True, Obama's executive orders hold out the possibility of exceptions in virtually every one of these situations, although no one, including the president, seems to know under what circumstances those exceptions might be invoked, if ever. The potential for loopholes can be read as a sign of moderation, or a mere nod to reality. But it is easier to maintain a state of readiness than to assume the appropriate conditions can be recreated the instant they are needed. Special permission for harsh techniques may be granted or temporary rendition sites may be located, in time - but that is not good enough if interrogators are acting against a ticking time-bomb. And as the nation tragically learned before September 11th, interrogators often do not know when they are acting against a ticking time-bomb.
At the signing ceremony Thursday, Obama said, "The message that we are sending around the world is that the United States intends to prosecute the ongoing struggle against violence and terrorism, and we are going to do so vigilantly, we are going to do so effectively, and we are going to do so in a manner that is consistent with our values and our ideals."
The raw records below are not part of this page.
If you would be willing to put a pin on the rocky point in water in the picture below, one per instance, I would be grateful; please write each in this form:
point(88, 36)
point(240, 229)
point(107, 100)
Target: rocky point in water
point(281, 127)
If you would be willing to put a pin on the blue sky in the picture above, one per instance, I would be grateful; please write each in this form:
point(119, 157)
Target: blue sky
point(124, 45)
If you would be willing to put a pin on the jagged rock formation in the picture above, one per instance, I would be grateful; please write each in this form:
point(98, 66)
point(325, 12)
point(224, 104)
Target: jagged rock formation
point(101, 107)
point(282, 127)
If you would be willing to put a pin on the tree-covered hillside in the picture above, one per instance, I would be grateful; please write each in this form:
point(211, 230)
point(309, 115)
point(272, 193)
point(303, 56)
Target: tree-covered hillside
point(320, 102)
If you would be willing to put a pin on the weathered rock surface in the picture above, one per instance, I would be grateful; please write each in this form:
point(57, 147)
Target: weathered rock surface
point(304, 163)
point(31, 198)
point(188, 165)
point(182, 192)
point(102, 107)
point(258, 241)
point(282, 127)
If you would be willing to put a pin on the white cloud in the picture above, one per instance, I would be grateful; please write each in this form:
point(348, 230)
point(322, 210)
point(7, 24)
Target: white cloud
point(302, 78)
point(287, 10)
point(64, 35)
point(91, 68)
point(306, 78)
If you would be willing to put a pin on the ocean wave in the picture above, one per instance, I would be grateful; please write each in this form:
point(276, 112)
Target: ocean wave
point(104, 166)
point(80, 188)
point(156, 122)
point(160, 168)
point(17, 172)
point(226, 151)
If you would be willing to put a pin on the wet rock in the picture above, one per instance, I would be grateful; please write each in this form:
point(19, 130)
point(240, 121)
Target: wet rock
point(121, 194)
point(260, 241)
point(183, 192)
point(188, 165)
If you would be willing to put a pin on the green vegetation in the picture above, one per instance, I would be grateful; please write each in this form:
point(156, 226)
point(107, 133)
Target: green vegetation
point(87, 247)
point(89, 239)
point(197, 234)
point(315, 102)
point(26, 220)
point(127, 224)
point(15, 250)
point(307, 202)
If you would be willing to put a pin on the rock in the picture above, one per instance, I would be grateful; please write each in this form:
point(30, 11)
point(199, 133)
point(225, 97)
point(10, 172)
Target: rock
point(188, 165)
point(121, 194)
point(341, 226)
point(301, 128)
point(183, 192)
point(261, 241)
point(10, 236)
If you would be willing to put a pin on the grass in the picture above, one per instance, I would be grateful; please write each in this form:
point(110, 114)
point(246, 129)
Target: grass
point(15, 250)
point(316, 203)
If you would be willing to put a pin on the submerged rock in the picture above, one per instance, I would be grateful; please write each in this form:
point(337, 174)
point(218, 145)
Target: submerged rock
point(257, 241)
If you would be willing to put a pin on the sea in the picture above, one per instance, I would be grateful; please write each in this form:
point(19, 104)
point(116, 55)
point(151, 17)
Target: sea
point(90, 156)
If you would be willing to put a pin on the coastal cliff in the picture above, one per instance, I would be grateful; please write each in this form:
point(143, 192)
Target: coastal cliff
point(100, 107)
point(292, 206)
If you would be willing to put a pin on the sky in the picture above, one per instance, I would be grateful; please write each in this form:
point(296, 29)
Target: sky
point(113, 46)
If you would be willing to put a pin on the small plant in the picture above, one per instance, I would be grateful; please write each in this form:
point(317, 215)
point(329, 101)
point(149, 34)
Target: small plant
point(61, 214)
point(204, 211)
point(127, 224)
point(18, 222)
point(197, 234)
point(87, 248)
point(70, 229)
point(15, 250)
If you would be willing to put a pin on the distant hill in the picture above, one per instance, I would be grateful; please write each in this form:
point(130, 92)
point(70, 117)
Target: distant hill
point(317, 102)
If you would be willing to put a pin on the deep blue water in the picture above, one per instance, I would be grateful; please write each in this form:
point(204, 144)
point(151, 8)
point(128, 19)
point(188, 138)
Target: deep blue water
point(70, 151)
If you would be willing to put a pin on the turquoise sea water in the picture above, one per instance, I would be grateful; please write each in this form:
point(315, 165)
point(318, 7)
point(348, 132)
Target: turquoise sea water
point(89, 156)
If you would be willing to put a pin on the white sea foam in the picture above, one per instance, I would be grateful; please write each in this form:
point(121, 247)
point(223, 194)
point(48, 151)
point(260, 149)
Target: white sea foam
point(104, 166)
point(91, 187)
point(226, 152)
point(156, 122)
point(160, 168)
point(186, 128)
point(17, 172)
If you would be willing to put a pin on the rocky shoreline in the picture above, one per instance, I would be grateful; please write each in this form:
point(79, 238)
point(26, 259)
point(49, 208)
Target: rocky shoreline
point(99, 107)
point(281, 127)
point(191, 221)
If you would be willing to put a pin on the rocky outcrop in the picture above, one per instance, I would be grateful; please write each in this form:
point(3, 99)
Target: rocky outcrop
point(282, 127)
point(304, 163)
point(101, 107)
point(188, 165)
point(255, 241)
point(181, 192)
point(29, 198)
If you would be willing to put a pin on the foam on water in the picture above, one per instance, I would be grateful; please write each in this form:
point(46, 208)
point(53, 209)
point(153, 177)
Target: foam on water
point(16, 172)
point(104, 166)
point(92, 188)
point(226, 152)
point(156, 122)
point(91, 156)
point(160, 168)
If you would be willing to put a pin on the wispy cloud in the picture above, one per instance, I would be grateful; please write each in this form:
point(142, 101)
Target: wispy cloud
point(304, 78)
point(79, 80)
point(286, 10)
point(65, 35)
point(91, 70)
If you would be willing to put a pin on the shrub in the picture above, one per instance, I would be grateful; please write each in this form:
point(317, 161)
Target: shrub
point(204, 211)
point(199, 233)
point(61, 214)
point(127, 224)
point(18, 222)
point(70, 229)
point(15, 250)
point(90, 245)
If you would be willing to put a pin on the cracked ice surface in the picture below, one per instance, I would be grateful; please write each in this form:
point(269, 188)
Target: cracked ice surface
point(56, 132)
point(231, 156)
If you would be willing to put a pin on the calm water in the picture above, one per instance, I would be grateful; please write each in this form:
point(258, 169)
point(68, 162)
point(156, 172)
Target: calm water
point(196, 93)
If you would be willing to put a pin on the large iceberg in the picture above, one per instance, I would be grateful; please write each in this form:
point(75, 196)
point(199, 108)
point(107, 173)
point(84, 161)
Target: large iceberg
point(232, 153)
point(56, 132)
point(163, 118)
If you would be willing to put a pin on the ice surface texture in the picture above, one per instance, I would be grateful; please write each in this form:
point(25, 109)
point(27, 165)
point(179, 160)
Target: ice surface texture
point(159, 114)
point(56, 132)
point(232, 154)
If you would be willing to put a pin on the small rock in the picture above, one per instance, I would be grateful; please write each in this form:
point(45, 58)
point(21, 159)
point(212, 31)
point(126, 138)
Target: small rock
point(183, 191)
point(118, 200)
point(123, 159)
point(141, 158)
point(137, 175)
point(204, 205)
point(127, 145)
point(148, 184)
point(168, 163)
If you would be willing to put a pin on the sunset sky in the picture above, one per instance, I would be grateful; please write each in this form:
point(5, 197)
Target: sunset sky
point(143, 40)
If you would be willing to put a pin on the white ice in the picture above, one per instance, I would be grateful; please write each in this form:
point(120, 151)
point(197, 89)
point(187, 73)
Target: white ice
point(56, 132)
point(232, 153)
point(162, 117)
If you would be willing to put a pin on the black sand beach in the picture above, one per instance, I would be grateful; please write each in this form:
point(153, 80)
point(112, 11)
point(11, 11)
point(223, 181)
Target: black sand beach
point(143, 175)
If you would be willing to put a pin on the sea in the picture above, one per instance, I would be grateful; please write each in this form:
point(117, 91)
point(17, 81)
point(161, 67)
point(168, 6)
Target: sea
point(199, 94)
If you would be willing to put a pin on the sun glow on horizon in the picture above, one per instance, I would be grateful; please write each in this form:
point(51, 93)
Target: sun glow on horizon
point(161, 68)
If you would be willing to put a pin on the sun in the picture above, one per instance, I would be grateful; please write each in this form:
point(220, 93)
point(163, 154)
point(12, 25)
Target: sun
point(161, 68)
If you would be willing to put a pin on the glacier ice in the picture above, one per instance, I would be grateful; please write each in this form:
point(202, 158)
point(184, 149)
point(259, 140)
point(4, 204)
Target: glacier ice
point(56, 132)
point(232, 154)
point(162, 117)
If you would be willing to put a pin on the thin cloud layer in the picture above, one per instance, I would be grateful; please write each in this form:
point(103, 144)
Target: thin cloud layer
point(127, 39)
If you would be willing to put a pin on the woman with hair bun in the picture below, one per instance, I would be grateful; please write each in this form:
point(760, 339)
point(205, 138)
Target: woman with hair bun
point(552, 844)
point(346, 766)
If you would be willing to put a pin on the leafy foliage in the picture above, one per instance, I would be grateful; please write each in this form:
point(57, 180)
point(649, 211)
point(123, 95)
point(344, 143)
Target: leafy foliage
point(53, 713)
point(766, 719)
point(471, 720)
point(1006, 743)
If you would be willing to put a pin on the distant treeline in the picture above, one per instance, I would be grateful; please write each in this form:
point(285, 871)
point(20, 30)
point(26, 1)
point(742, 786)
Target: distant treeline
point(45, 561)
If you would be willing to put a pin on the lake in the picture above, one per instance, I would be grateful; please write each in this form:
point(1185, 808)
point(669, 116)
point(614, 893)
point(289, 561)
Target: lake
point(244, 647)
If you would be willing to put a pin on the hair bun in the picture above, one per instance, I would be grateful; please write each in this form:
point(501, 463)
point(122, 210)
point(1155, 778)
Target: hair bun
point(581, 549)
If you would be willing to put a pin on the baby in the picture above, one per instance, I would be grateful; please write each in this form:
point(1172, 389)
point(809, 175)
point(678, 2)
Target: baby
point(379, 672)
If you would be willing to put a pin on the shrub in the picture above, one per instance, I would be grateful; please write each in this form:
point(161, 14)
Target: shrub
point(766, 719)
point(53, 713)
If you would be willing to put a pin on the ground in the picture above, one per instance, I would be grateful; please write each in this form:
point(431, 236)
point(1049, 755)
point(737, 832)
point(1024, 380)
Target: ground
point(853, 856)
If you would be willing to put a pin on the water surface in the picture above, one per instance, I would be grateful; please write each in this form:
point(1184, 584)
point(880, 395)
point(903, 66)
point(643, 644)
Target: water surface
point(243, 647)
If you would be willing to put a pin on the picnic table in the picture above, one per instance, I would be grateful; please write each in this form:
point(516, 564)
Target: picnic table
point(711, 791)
The actual message Obama sent is that the United States now places "world opinion" above its own well-being; that the commander-in-chief of the War on Terror is willing to grant the other side tactical advantages; that the leader of the free world acts on image without thinking out the practical consequences his actions might have for his country or his soldiers. The only silver lining is the president's hypocrisy. Thursday's signing ceremony was the triumph of style over substance, of emotional masturbation over hard-headed analysis, of the politics of guilt over the duty of self-defense. It was certainly no way to inaugurate a new era of responsibility.